SuMa: A Subspace Mapping Approach for Robust and Effective Concept Erasure in Text-to-Image Diffusion Models
Kien Nguyen 1,2, Anh Tran 1,2, Cuong Pham 2,1
Published on arXiv
2509.05625
Output Integrity Attack
OWASP ML Top 10 — ML09
Key Finding
SuMa achieves image quality comparable to effectiveness-focused methods while matching robustness-focused methods in erasure completeness, uniquely handling narrow concepts like celebrities and copyrighted characters where prior methods failed to balance both properties.
SuMa (Subspace Mapping)
Novel technique introduced
The rapid growth of text-to-image diffusion models has raised concerns about their potential misuse in generating harmful or unauthorized contents. To address these issues, several Concept Erasure methods have been proposed. However, most of them fail to achieve both robustness, i.e., the ability to robustly remove the target concept., and effectiveness, i.e., maintaining image quality. While few recent techniques successfully achieve these goals for NSFW concepts, none could handle narrow concepts such as copyrighted characters or celebrities. Erasing these narrow concepts is critical in addressing copyright and legal concerns. However, erasing them is challenging due to their close distances to non-target neighboring concepts, requiring finer-grained manipulation. In this paper, we introduce Subspace Mapping (SuMa), a novel method specifically designed to achieve both robustness and effectiveness in easing these narrow concepts. SuMa first derives a target subspace representing the concept to be erased and then neutralizes it by mapping it to a reference subspace that minimizes the distance between the two. This mapping ensures the target concept is robustly erased while preserving image quality. We conduct extensive experiments with SuMa across four tasks: subclass erasure, celebrity erasure, artistic style erasure, and instance erasure and compare the results with current state-of-the-art methods. Our method achieves image quality comparable to approaches focused on effectiveness, while also yielding results that are on par with methods targeting completeness.
Key Contributions
- SuMa derives a target subspace representing the concept to be erased and neutralizes it by mapping it to a reference subspace that minimizes inter-subspace distance, enabling robust erasure without degrading neighboring concepts.
- Addresses narrow concept erasure (celebrities, copyrighted characters) which existing methods fail on due to close proximity of target and non-target concepts in embedding space.

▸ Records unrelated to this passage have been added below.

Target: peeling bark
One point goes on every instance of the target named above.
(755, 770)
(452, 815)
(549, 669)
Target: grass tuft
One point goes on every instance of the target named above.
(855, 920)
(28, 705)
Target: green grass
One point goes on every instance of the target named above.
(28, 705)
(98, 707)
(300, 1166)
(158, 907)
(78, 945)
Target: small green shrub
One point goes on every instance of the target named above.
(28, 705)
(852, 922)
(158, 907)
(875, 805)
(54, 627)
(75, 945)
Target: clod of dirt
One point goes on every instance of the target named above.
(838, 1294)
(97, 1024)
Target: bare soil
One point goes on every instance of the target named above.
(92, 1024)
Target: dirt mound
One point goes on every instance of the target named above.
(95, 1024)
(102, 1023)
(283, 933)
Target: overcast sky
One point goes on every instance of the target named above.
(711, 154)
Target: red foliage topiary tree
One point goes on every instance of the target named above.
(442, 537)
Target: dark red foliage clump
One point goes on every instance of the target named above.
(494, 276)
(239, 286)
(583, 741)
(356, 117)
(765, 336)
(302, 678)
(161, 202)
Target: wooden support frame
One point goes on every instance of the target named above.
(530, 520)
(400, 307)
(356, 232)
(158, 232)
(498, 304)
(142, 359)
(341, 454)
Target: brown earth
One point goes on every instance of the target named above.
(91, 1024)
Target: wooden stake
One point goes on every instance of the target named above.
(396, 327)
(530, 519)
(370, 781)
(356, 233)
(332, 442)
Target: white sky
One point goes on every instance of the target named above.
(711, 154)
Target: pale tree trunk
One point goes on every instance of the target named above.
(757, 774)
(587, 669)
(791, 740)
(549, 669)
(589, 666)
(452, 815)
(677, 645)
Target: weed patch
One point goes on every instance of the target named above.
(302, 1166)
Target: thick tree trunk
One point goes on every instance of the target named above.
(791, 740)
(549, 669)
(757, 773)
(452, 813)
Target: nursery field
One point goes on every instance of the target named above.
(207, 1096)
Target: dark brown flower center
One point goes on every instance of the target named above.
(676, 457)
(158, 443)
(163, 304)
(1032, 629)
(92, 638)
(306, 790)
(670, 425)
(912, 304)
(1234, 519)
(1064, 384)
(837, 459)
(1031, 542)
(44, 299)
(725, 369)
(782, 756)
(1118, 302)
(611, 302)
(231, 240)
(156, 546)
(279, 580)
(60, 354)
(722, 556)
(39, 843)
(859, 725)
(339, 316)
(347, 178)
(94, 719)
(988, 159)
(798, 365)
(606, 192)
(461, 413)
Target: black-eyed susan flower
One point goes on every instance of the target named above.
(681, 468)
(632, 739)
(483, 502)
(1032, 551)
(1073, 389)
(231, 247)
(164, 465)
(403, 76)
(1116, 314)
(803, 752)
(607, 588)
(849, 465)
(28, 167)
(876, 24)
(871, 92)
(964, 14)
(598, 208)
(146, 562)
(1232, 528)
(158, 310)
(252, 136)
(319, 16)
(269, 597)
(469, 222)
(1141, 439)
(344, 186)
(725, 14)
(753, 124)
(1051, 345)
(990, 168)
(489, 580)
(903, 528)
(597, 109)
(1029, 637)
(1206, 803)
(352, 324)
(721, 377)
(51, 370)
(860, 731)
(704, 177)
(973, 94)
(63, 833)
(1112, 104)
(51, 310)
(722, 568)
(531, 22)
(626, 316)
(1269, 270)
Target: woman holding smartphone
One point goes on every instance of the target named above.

- Demonstrates balance between robustness (completeness of erasure under adversarial prompts) and effectiveness (preserving image quality) across four erasure tasks: subclass, celebrity, artistic style, and instance erasure.
🛡️ Threat Analysis
Concept erasure directly addresses output integrity of generative models — the defense prevents diffusion models from producing harmful, unauthorized, or copyright-infringing outputs. The robustness criterion specifically evaluates resistance to adversarial prompts trying to regenerate erased concepts, making this a content-integrity defense for AI-generated outputs.